Abstract
BACKGROUND:
Leucine-rich alpha-2-glycoprotein (LRG) has been repeatedly proposed as a potential plasma biomarker for myelodysplastic syndrome (MDS).
OBJECTIVE:
The goal of our work was to establish the total LRG plasma level and LRG posttranslational modifications (PTMs) as a suitable MDS biomarker.
METHODS:
The total plasma LRG concentration was determined with ELISA, whilst the LRG-specific PTMs and their locations, were established using mass spectrometry and public mass spectrometry data re-analysis.

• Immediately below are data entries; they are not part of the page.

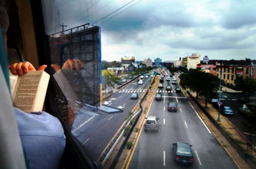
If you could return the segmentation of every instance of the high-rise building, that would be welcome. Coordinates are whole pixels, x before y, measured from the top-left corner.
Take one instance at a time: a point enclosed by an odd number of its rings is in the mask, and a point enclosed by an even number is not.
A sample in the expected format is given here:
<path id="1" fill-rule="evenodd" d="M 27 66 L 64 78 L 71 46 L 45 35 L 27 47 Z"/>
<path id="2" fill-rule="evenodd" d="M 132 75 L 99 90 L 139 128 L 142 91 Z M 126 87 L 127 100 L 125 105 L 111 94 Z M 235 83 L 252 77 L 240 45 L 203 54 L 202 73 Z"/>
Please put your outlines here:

Homology modelling and sequence analysis were used to establish the potential impact of PTMs on LRG functions via their impact on the LRG structure.
RESULTS:
While the results showed that the total LRG plasma concentration is not a suitable MDS marker, alterations within two LRG sites correlated with MDS diagnosis (
CONCLUSIONS:
We report the presence of LRG proteoforms that correlate with diagnosis in the plasma of MDS patients. The combination of mass spectrometry, re-analysis of publicly available data, and homology modelling, represents an approach that can be used for any protein to predict clinically relevant protein sites for biomarker research despite the character of the PTMs being unknown.
Introduction
The physiological role of leucine-rich alpha-2-glycoprotein (LRG) is not yet fully understood. Studies have demonstrated the possible involvement of LRG in innate immune response [1]; LRG was proposed a potential marker of granulocytic differentiation [2]. Alterations in LRG serum expression have been observed in several malignant diseases, including lung 3̧ and pancreatic [4] cancers. In our previous work focusing on the proteomics of myelodysplastic syndrome (MDS) [5, 6, 7, 8], LRG has been proposed as a potential biomarker candidate especially of advanced MDS subgroups [9]. Our results suggested that the degree of LRG plasma alterations could be related to the severity of the disease. However, the available 2D electrophoretic data cannot directly identify the source of the changes (total plasma concentration or posttranslational modification (PTM) specific alterations). The increase in LRG plasma level could be an acceptable explanation as up-regulated LRG serum expression has also been observed for other malignant diseases [3, 4]. Moreover, western blot analysis for the RAEB-2 MDS subgroup suggested an increase in LRG concentration [8]. On the other hand, mass spectrometry-based relative quantification of selected LRG peptides (for RAEB-1 and RAEB-2 MDS subgroups) strongly indicated the presence of PTMs [6, 8].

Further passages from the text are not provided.